Is it just me or has baseball season gotten a little too long? Don’t get me wrong, it’s my second favorite sport, but any sport that overlaps another’s season on both sides might be getting a little big for its britches. Now, I know it’s America’s pastime but please, let’s be reasonable. It starts and ends in hockey season.

I’m sorry league, but if you’re a sport not meant to be played in inclement weather, don’t start the season when it’s snowing outside. It seems like a no-brainer to me, but then again, what do I know? Having regular season games in March is asking for trouble.

And it’s not like the long season hurts attendance or anything. Sports fans are becoming more and more disinterested in baseball but I’m sure that it has nothing to do with the length of a season. Plus, everyone knows we love sitting outside when it’s cold and raining. Just look at football.

But in all seriousness, everyone knows that attendance (in some areas more than others) is dropping.
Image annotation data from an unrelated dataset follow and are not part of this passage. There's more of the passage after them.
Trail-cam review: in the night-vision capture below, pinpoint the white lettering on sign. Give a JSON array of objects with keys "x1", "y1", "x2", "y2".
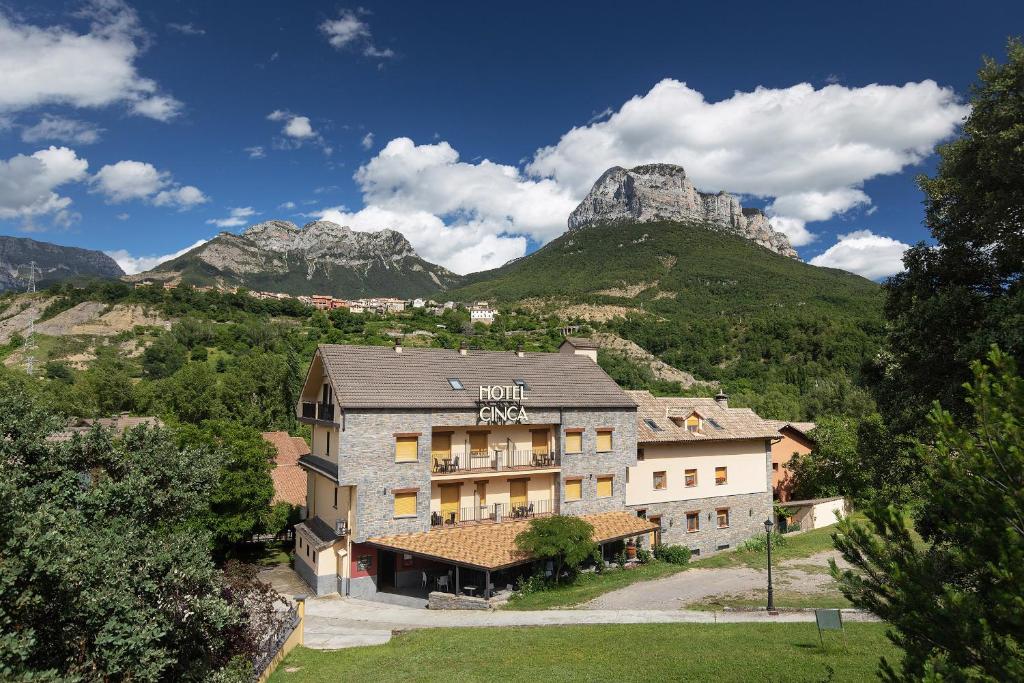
[{"x1": 479, "y1": 384, "x2": 528, "y2": 424}]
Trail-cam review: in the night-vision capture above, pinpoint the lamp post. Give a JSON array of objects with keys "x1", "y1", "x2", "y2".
[{"x1": 765, "y1": 519, "x2": 775, "y2": 612}]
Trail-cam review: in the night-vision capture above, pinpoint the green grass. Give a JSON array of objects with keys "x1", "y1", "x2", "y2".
[
  {"x1": 270, "y1": 624, "x2": 896, "y2": 683},
  {"x1": 685, "y1": 590, "x2": 853, "y2": 611},
  {"x1": 505, "y1": 561, "x2": 686, "y2": 609}
]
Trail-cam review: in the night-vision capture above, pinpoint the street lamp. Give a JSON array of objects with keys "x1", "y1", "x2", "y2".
[{"x1": 765, "y1": 519, "x2": 775, "y2": 612}]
I don’t know if increasing the length of the season is a really in the best interest of the league.

Think about it, if you were looking to do something one night, going to a game or going to a party, if you have another 150 games to catch, it doesn’t matter if you miss one or two. You’re going to go to the party, and so will everyone else who enjoys the sport of baseball.

With more than 160 games in a season, and games practically every day of the week for sixth months straight, following a team becomes less fun and more work.

That’s why you’re seeing more people who follow less regularly. And I’m getting to that point as well. I mean, why bother watching the first 50 games? They really won’t have too much of an impact on the season. If I can pick up the scores on Baseball Tonight or SportsCenter it really saves a lot of time.

Fans have become overexposed to baseball. Games are no longer giant events that fans look forward to, they are everyday occurrences that don’t seem to matter much. They have lost the appeal and excitement that they used to have. They aren’t as important so they don’t feel as important.

Baseball is really hurting itself with the long schedules. If the teams want more revenue, play fewer games and fill the seats. Adding more games for nobody to come see isn’t going to help out much. Baseball has been in trouble these last couple of seasons, alienating fans on a regular basis. Hopefully, for the sake of America’s pastime, the league will pull its act together soon.